In order to leave the company you’ve created, you need to grow it first. How do you scale to sell the business in the first place?
Growing a company comes with its accompanying growing pains. Orders can become obsolete, staff can wither away, miscommunication abounds, and manufacturing or deliveries can go awry–this leads to unhappy customers. Simple, manual processes may have worked when your company was small, but not that you’re a big company, and looking to become more expansive, you’ll be trying to stay afloat.
If you’re looking to scale, you need to prepare yourself and your company for success. This way you can grow without the worry of being needed again. You can fertilize the seeds that will then sprout and grow uninhibited. You’ll have the right funding, plans, systems, processes, technology, and partners. You’ll be able to exit successfully.
Scaling a business is necessary for all startups. It’s not just a fancy word that high-tech corporate people use, it’s a real meaningful term that keeps your business running and growing. Scaling means being able to handle the extra demand without losing profit. It means that you’ll be able to maximize profit with less man or womanpower.
Scaling also involves a new ability to respond. When you adapt to new practices and a changing industry, you’ll need to take into account the effects.

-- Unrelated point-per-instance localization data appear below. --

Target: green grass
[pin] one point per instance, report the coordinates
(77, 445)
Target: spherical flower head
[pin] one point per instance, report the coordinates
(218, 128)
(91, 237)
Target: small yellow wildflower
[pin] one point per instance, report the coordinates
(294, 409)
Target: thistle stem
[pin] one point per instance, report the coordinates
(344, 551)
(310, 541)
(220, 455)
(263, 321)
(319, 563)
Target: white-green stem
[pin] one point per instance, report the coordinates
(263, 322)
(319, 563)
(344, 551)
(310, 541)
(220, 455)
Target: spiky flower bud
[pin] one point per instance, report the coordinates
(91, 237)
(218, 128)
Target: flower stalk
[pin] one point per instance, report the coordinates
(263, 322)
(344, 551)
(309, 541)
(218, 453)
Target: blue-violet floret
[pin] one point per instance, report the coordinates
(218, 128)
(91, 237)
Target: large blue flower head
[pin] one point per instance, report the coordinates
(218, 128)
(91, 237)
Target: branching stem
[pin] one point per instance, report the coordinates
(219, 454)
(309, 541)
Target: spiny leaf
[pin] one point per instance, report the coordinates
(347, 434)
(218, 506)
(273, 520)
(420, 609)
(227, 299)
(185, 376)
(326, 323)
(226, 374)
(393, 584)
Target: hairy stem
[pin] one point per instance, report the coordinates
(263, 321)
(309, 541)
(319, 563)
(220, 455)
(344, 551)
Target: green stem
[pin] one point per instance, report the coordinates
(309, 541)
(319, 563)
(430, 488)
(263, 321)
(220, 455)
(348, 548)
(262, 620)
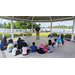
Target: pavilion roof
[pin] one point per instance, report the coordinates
(39, 18)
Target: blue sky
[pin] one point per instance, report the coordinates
(44, 24)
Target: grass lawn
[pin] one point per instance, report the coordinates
(45, 34)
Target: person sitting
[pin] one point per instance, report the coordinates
(33, 48)
(41, 49)
(50, 35)
(19, 43)
(63, 41)
(49, 47)
(15, 51)
(59, 41)
(10, 46)
(55, 44)
(25, 50)
(4, 44)
(23, 41)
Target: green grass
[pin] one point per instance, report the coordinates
(42, 34)
(46, 34)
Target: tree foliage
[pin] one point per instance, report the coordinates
(19, 25)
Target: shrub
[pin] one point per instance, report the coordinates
(68, 36)
(21, 34)
(0, 36)
(7, 35)
(54, 34)
(16, 35)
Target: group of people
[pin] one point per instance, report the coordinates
(22, 48)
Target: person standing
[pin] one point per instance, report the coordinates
(37, 32)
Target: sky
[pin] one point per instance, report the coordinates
(44, 24)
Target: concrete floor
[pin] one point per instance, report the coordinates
(65, 51)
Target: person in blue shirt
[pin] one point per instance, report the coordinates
(33, 48)
(4, 44)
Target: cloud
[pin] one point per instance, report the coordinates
(46, 24)
(5, 20)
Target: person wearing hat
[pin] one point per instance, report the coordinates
(37, 32)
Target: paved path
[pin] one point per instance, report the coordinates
(65, 51)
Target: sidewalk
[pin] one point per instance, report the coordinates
(65, 51)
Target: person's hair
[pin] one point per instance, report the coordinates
(5, 37)
(10, 41)
(61, 37)
(49, 42)
(55, 40)
(15, 45)
(33, 43)
(25, 45)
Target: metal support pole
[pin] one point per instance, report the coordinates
(32, 25)
(23, 32)
(12, 28)
(51, 28)
(72, 37)
(32, 28)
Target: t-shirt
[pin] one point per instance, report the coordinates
(50, 48)
(24, 50)
(14, 51)
(55, 45)
(10, 47)
(37, 29)
(33, 48)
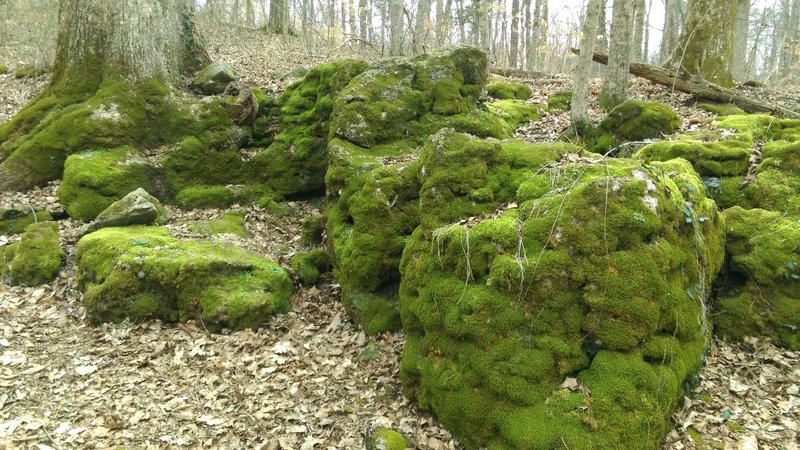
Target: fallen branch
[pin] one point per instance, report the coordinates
(697, 86)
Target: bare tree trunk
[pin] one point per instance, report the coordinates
(580, 88)
(740, 34)
(615, 85)
(514, 46)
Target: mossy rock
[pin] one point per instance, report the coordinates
(386, 439)
(35, 259)
(720, 109)
(636, 120)
(759, 289)
(15, 220)
(141, 273)
(560, 100)
(38, 140)
(309, 265)
(95, 179)
(601, 273)
(509, 91)
(296, 161)
(226, 223)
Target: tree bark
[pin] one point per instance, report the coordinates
(615, 84)
(705, 47)
(693, 84)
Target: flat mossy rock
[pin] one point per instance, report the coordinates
(141, 273)
(571, 320)
(38, 140)
(758, 292)
(509, 91)
(378, 196)
(95, 179)
(15, 219)
(635, 120)
(296, 161)
(35, 259)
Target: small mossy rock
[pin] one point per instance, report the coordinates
(759, 288)
(309, 265)
(36, 259)
(95, 179)
(509, 91)
(214, 78)
(719, 109)
(227, 223)
(240, 103)
(144, 116)
(600, 274)
(15, 219)
(635, 120)
(141, 273)
(560, 100)
(136, 208)
(296, 160)
(386, 439)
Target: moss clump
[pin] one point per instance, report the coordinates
(386, 439)
(16, 219)
(509, 91)
(560, 100)
(308, 266)
(226, 223)
(36, 259)
(296, 160)
(721, 109)
(140, 273)
(95, 179)
(601, 273)
(759, 289)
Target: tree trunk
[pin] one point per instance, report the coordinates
(705, 47)
(513, 50)
(615, 85)
(580, 88)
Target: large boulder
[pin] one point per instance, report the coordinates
(142, 273)
(569, 317)
(35, 259)
(759, 289)
(94, 180)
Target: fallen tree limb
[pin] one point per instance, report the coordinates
(692, 84)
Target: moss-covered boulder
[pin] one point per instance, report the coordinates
(296, 160)
(136, 208)
(509, 91)
(15, 219)
(35, 259)
(141, 273)
(758, 292)
(560, 100)
(95, 179)
(572, 319)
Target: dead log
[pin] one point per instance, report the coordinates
(697, 86)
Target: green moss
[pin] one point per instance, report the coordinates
(16, 220)
(37, 257)
(226, 223)
(560, 100)
(720, 109)
(604, 275)
(309, 265)
(758, 290)
(95, 179)
(509, 91)
(141, 273)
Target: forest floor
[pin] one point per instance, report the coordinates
(308, 379)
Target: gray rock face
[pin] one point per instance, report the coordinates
(136, 208)
(214, 79)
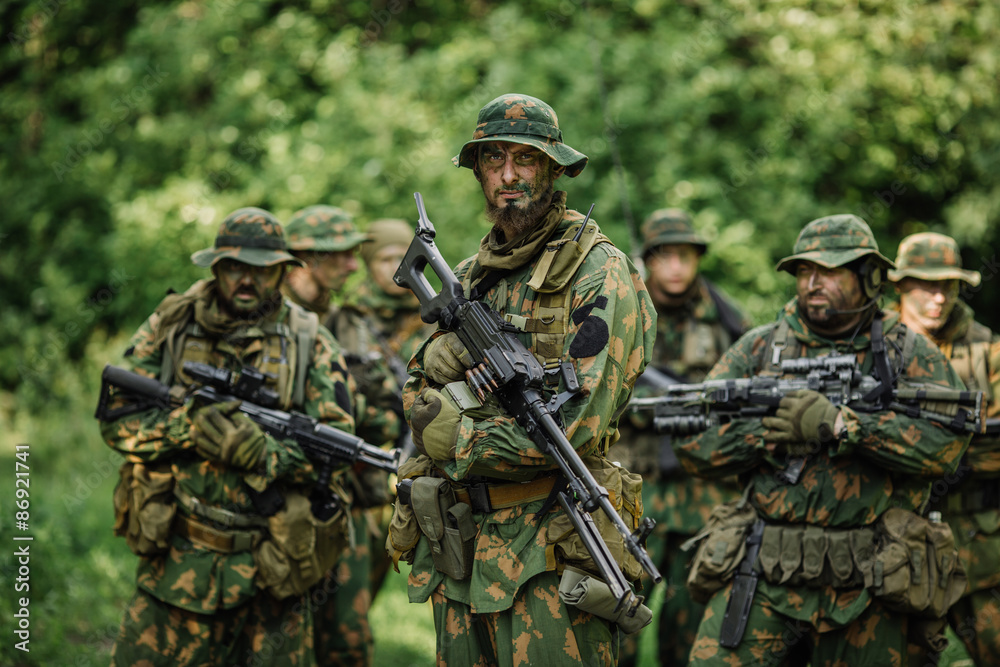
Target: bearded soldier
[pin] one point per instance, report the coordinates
(582, 309)
(928, 276)
(826, 485)
(220, 577)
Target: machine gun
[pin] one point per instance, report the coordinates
(324, 446)
(684, 409)
(515, 377)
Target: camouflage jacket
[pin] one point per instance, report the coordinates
(689, 340)
(190, 576)
(609, 341)
(885, 460)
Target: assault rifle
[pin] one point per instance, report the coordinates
(685, 409)
(516, 378)
(324, 446)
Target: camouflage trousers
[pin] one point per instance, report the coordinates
(877, 638)
(343, 633)
(264, 631)
(537, 630)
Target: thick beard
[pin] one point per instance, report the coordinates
(267, 307)
(513, 220)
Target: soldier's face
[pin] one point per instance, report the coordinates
(672, 268)
(243, 288)
(517, 183)
(330, 270)
(927, 304)
(382, 268)
(821, 290)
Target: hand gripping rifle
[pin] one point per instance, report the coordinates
(325, 447)
(516, 378)
(684, 409)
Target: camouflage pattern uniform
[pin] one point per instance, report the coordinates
(343, 631)
(196, 605)
(508, 610)
(880, 460)
(690, 338)
(970, 500)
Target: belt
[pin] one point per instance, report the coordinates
(487, 497)
(221, 541)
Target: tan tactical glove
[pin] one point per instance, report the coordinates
(804, 418)
(446, 359)
(435, 422)
(222, 433)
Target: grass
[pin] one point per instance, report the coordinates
(81, 575)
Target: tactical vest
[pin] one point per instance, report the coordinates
(970, 359)
(550, 279)
(284, 353)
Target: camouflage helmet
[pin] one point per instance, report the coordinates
(521, 119)
(387, 232)
(834, 241)
(249, 235)
(930, 256)
(323, 229)
(670, 226)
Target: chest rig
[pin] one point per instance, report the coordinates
(970, 359)
(547, 322)
(280, 350)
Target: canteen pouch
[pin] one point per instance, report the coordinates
(447, 524)
(721, 548)
(592, 595)
(404, 531)
(144, 507)
(625, 493)
(916, 568)
(300, 549)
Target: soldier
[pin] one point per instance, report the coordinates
(862, 472)
(217, 581)
(584, 304)
(380, 322)
(695, 324)
(928, 275)
(326, 240)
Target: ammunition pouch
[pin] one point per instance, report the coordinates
(144, 507)
(814, 556)
(592, 595)
(721, 548)
(404, 531)
(447, 524)
(916, 569)
(300, 548)
(625, 493)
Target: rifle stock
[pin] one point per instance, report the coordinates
(518, 377)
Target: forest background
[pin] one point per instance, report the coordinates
(129, 130)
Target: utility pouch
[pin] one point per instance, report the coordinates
(447, 524)
(721, 548)
(301, 549)
(145, 507)
(916, 568)
(592, 595)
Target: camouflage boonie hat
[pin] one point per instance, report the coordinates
(521, 119)
(249, 235)
(323, 229)
(930, 256)
(670, 226)
(834, 241)
(387, 232)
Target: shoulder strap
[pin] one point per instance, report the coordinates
(304, 325)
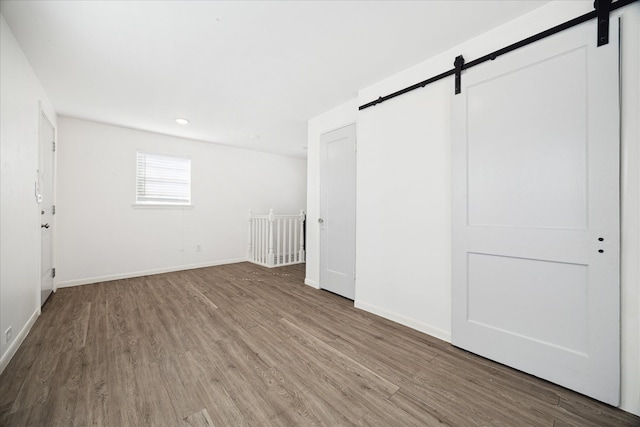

An expanding business needs a platform to hold it on. That’s where a substantial workforce comes in. This is the team building phase, where your team members are properly equipped to deal with large and small tasks. The tasks will become complex over time and grow in number, so you’ll need to find more people as you go along. You can hire recruiters to find the best people out there for the job.
In the growth period, you’ve probably already brought on extra staff. The balancing act then becomes how to run a tight ship while bringing on new experts. The best model is when you have a few professionals who really care at the top and who get things done.
It’s important as you grow to recognize that your business is not just there to make money but also to make money long term. How do you increase revenue and market share over time? While you acquire more attention and customers, you’re potentially earning more money and more customer loyalty. This can hold its own for a few years.
When it comes to scaling though, your focus becomes less so on revenue and more on how you’ll be able to stay in the game. What’s the competition and how do you stand out? How can you become an industry leader that people look up to? You do this by finding what makes you unique, not trying to be like anyone else, and really understanding who your customer is and what they want. They’re your best PR people.
Making changes to workflow comes with the territory as you begin to take on more clients and the orders pile up. Efficiency is key here as you will need to delegate more tasks out and promote some team members to pick up the slack and act as guides for others.
Scaling is also optimizing your workflow as well as seeing the long-term goal and the big picture. How can you maximize productivity without minimizing profit or employee satisfaction? Your team needs to be on the same page and care about the company as well as see its own value inside it.
To scale effectively, you’ll need the proper team, the proper tools, and the proper communication map to have everyone on the same boat, even if they’re not physically on the same boat, ie remote workers. Let’s dig in.
It’s simple: Build to sell your company.
Continuing with the ship metaphors here, successful scaling efforts are beyond the average business plan. It’s also your special skills that you can bust out when you’re feeling invincible. You and your team need to have the proper outlook on your trajectory to fully grow. It’s not just you who’s in your business, it’s your crew members, too. They make the boat function and get from point A to point B. They can either do it with a smile on their face or give up when the weather gets tough. No coasting here, folks. Meet your team:
Efficient yet empathetic, detailed yet proactive, your support team is your ally when it comes to customer service. They’re essentially the face of the company. They’ll need to understand what the customer wants and needs, and even anticipate their wants and needs. They’ll need to be accessible, ideally 24/7, and from any channel–phone, email, chat, etc.
Your IT systems are going to need to be strong and supportive in the back end and the front end. Get the best experts on the scene to install new software and hardware. When customers or employees are dealing with tech issues, these IT warriors will come out and fix them fast to avoid customer dissatisfaction or productivity.
It’s what comes from all the work behind the scenes: marketing, PR, and sales. This is what you need to promote your brand to continue to push sales. This will continue to drive your revenue which will continue to keep your boat afloat. A great marketing and sales team is truly valuable. Especially salespeople who can find leads and close deals with reliability and efficiency.
Having enough money is really crucial to keep your boat running. Business operations come down to this solid question: Do you have the cash? Scaling doesn’t need to take on huge investments, but it does need to be able to cover costs. Securing funding and maintaining it can include taking out business loans, lines of credit, and business credit cards.
You’re leaving your company, but before you do you need to envision the big picture. Where do you see your business down the line? What’s your target revenue? How much market share do you want?
Your endgame scenario is your lighthouse at the end of the sea. Make a plan and decide on what to do when you cash out. Have a clear vision for yourself and your partners.